17. Twiggy’s Brogues
With her blond pixie cut and waif-like figure (hence the moniker), Twiggy is arguably the face that defined the ‘Swinging Sixties.’ The British supermodel had been known for marching to the beat of her own drum and the same applied to her taste in shoes. She had been drawn to brogues as a fan of Fred Astaire, but couldn’t find any nice ones made for women. So, she headed off to the Prince of Wales’ shoemaker on Savile Row, and ordered one in brown and white leather. She was then seen and photographed wearing them with such aplomb that she effectively started a footwear revolution.

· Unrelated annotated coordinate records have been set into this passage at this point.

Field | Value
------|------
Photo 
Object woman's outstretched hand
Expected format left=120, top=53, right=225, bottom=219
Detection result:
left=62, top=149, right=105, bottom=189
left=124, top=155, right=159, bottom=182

18. Audrey Hepburn’s Kitten Heels
Kitten heels were introduced in the late 1950s as an appropriate shoe for young girls who weren’t yet used to walking in really high stilettos. However, by the late 1960s, women of all ages had become drawn to their elegance and versatility, including the inimitable Audrey Hepburn. The style icon had been seen in these delicate stunners in her films How to Steal a Million and Breakfast at Tiffany’s, further cementing the shoe’s enduring appeal.
19. Gucci’s Loafers
Designed by Aldo Gucci, the son of founder Guccio Gucci, the brand’s classic loafers with the distinctive metal horse bit first emerged in 1953. Recognizing the appeal of the equestrienne lifestyle among the English aristocracy, the luxury brand had long tried to incorporate these elements into its designs. The classic shoe with its subtle nod to the genteel life became an instant hit, seen on the likes of Jane Birkin, Brigitte Bardot, and other jetsetters. To this day, it’s the favored off-duty shoe of models, celebrities, and influencers alike.
20. Roger Vivier’s Stilettos
Trained as a sculptor, it is no surprise that the man we can credit for refining the elegant form of the stiletto heel was French shoe designer Roger Vivier. Though heels had been worn for millennia, Vivier’s stilettos had a dangerous elegance to them, achieved by the introduction of a thin rod of steel at the heel in 1954. His opulent creations had been spotted on many of Hollywood’s belles and on royalty. Dubbed as the “Faberge of footwear,” Vivier’s stilettos still remain as one of fashion’s most covetable shoes.